If pot bill passes by week’s end, marijuana will be legal in September

OTTAWA – The federal point-man on pot, Bill Blair, says that if the legislation to legalize marijuana passes by the end of the week, the government will eye a September date to implement the new regime.

“Upon Royal Assent a decision will be made by the government as to a date of implementation,” Blair said in an interview on CTV’s Question Period. “We’re probably looking at a date of implementation somewhere towards the beginning of September, perhaps mid-September.”

The Cannabis Act is currently in a temporary state of legislative limbo, after the House of Commons rose early Friday following a 12-hour voting marathon.

On Wednesday the Liberals tabled their response to the more than 40 amendments made to Bill C-45 by the Senate. The government is accepting most of the Senate’s changes, but several substantive ones didn’t make the cut.

The government says it agrees with, and will accept, 26 largely technical proposed amendments to the legislation, which set out the parameters for the production, possession, and sale of legal recreational marijuana for Canadians over the age of 18.

But it “respectfully disagrees” with 13 other changes, including amendments that would give the provinces and territories the power to ban home-grown marijuana, prohibit pot producers from distributing branded merchandise, and set up a registry for shareholders involved in marijuana companies.

After around two hours of debate — during which Health Minister Ginette Petitpas Taylor defended the decision amid criticism from the opposition over remaining issues with the proposed law — the government imposed a motion to limit the remaining amount of time there will be to discuss the amendments.

Once House debate concludes, MPs will vote to send the message over to the Senate. Given that the Liberals have a majority government, it is expected to pass. Then it’ll be in the Senate’s hands.

Depending on how the Senate feels about the government saying thanks but no thanks to some of its more robust recommendations, the bill could be in for a few rounds of legislative ping pong, where it will be passed back and forth a few times between the House and Senate as they go over the final wording.

Or, the Senate could accept the position of the elected House of Commons, and agree to wrap up the bill as is.
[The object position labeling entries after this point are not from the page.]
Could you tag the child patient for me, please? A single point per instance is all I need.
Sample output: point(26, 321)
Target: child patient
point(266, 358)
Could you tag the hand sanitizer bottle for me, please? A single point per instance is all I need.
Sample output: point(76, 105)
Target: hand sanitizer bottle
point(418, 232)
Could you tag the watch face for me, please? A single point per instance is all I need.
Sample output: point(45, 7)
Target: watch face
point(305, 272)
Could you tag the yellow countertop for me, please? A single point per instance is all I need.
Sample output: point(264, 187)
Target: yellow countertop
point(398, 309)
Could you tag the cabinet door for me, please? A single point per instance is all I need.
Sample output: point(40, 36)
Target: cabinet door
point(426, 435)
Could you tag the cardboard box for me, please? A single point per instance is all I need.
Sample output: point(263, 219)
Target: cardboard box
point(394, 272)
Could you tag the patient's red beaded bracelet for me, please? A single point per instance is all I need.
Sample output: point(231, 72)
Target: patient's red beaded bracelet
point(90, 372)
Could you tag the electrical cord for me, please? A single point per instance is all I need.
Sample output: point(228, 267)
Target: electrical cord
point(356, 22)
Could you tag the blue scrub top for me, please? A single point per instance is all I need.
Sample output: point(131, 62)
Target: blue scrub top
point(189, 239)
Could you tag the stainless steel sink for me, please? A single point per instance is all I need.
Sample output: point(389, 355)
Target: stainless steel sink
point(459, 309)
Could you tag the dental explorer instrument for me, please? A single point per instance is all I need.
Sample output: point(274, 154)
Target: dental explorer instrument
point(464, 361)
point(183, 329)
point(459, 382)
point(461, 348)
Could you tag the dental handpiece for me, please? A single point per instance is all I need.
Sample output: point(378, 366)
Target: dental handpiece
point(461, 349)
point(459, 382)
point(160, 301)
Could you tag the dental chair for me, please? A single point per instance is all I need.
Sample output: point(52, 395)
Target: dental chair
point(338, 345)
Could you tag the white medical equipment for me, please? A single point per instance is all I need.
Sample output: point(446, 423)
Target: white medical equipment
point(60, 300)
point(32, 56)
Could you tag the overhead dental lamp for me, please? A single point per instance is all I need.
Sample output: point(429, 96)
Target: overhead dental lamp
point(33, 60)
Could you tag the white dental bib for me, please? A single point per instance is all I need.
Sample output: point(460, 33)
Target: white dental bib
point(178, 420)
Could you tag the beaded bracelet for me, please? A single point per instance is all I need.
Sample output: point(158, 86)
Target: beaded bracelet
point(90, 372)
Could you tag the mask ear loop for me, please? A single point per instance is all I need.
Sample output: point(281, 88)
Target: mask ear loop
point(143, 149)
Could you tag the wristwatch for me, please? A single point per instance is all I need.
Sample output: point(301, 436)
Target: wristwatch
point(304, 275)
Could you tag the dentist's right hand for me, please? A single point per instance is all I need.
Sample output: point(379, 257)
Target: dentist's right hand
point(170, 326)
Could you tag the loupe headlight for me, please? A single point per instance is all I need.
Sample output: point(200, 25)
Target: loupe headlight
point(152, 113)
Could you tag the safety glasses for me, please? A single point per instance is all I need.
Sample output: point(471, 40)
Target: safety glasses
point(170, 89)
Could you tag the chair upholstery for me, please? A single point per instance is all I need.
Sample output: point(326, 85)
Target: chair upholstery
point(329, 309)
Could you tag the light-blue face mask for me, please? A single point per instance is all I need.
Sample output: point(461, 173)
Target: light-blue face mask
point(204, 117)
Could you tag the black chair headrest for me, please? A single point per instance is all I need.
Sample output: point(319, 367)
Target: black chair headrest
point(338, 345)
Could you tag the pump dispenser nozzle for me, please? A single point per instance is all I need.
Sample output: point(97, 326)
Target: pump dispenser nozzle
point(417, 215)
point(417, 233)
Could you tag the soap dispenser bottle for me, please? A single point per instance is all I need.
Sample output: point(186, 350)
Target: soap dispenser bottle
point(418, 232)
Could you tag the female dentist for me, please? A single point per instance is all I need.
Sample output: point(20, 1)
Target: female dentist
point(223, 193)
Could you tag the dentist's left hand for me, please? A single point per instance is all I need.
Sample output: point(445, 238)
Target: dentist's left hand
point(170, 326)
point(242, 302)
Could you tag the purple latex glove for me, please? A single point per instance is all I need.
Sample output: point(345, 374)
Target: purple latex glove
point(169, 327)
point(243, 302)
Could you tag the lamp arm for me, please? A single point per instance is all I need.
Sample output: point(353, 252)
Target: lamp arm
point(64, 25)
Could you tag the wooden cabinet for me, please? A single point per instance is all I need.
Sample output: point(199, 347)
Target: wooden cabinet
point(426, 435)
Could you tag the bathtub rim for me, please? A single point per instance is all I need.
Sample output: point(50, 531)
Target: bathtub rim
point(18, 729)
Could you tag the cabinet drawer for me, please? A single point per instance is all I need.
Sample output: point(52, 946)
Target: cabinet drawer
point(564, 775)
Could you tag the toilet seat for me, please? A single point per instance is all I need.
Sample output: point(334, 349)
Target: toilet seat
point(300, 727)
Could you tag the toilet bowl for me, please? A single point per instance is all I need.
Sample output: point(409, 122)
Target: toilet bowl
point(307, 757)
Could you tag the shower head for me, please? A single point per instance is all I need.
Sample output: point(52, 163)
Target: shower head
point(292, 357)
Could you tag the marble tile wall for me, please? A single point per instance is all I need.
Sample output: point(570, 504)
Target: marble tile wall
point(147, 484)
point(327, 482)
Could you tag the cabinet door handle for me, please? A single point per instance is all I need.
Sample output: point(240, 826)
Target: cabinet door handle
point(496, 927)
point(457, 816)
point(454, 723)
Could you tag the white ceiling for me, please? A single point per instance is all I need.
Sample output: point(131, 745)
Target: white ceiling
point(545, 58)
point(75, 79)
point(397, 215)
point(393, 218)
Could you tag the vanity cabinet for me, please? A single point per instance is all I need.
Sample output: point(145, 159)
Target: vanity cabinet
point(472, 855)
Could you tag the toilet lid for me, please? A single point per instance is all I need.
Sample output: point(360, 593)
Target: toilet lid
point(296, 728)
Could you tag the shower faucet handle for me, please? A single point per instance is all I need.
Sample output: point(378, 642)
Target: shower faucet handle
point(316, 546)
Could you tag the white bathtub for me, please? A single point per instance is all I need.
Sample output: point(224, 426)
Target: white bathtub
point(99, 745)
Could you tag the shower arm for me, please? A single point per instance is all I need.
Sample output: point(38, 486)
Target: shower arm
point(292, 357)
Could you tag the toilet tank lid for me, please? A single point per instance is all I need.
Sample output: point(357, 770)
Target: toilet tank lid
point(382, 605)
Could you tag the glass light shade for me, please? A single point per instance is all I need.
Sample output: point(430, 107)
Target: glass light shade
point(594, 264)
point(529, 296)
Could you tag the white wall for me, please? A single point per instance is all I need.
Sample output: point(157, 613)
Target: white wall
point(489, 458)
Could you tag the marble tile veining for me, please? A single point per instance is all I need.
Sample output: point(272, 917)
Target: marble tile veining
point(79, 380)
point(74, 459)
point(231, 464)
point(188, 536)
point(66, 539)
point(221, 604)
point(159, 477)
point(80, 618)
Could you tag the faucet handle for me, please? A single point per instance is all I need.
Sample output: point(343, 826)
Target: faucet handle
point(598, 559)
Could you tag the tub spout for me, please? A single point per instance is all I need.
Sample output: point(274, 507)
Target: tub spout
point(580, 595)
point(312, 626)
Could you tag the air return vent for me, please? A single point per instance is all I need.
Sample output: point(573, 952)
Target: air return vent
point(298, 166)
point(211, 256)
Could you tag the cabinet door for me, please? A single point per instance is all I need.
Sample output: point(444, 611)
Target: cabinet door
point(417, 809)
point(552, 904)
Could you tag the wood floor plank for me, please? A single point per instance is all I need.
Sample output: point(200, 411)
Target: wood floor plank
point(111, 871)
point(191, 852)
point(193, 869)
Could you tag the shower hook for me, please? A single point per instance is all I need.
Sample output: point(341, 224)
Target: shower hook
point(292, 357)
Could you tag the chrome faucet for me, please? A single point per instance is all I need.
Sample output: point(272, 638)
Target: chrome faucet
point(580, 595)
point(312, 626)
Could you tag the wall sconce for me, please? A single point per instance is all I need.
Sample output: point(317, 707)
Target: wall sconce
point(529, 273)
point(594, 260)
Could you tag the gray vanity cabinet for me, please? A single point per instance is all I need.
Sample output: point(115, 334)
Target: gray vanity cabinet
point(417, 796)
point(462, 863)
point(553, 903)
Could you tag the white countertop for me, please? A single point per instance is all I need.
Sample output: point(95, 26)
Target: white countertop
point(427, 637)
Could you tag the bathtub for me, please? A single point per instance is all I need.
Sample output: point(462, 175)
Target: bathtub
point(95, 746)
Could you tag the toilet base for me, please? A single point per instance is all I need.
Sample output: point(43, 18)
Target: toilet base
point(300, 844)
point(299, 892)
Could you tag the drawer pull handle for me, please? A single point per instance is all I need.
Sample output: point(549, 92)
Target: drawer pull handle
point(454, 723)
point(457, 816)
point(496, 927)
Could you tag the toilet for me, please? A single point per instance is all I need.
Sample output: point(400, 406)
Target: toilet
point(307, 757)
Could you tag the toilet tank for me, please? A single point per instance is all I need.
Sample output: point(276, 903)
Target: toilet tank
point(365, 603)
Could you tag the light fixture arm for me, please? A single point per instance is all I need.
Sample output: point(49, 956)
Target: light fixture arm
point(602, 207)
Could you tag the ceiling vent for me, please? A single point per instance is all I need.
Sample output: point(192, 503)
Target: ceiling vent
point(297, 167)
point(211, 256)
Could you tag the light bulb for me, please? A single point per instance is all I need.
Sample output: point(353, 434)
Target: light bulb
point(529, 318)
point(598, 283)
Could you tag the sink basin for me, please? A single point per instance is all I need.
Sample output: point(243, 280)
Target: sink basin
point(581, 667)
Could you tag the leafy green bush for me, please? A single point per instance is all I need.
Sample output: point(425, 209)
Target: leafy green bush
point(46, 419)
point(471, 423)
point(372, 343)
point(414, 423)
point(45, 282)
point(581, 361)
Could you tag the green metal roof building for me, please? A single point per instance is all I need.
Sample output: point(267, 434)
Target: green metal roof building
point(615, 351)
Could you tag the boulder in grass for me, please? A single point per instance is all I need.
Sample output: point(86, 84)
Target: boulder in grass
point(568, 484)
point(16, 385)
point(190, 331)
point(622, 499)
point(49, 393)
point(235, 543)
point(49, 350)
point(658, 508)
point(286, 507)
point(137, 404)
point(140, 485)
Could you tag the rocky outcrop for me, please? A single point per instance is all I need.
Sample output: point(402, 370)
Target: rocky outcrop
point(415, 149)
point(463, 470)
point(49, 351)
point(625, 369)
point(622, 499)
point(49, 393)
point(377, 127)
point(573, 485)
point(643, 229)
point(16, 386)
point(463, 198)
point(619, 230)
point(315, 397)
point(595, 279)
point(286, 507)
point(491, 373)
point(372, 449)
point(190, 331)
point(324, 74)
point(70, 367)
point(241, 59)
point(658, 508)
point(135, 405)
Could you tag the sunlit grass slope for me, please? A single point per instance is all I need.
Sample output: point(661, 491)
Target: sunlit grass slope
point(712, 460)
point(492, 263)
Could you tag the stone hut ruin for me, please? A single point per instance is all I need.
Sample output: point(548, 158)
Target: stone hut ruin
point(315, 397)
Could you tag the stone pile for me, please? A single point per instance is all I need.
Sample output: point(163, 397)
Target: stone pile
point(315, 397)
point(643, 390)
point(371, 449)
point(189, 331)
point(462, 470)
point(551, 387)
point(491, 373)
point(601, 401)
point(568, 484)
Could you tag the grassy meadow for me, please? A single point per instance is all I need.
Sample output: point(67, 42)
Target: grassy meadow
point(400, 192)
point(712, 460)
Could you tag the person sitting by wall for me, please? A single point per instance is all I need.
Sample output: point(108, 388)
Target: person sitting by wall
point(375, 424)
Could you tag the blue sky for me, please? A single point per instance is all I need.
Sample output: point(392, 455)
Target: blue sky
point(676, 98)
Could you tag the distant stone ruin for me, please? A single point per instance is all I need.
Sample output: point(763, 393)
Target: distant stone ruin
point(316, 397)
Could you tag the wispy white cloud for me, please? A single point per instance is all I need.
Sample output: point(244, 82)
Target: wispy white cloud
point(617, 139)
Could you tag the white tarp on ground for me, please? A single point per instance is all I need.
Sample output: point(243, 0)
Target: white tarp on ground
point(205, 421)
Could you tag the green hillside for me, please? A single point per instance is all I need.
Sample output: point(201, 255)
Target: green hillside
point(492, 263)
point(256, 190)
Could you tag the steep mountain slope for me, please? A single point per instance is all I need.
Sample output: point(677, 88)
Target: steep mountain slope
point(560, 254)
The window of time between when the bill passes, and when it becomes federal law is to allow for the provinces, territories, municipalities, police forces, and other stakeholders to make sure their piece of the pot pie is operating in accordance with the new rules.

Blair said the date they decide on will be informed by discussions with their provincial and territorial counterparts, which have been given the ability to set regulations in their jurisdictions as to how a legalized marijuana regime will operate.

Some provinces, including Quebec and Manitoba have been vocal in their opposition to some aspects of the policy, particularly on allowing for recreational marijuana to be grown at home.

When asked about how the government intends to respond if these provinces follow through and ban any marijuana grown at home, despite the federal law permitting up to four plants, Blair said: “We have said to Quebec and every other province and territory, ‘You have the jurisdiction to regulate the circumstances under which that can be done safely’… but we also believe that prohibition takes away the opportunity to properly regulate this.”

Meanwhile, the sister legislation to the Cannabis Act, Bill C-46 regarding drug-impaired driving was passed by the Senate with amendments Thursday, forcing the bill back to the House for consideration of the changes. That bill will then follow a similar process of the government either accepting or refusing the changes.

The House of Commons is scheduled to adjourn for the summer at the end of this week, June 22.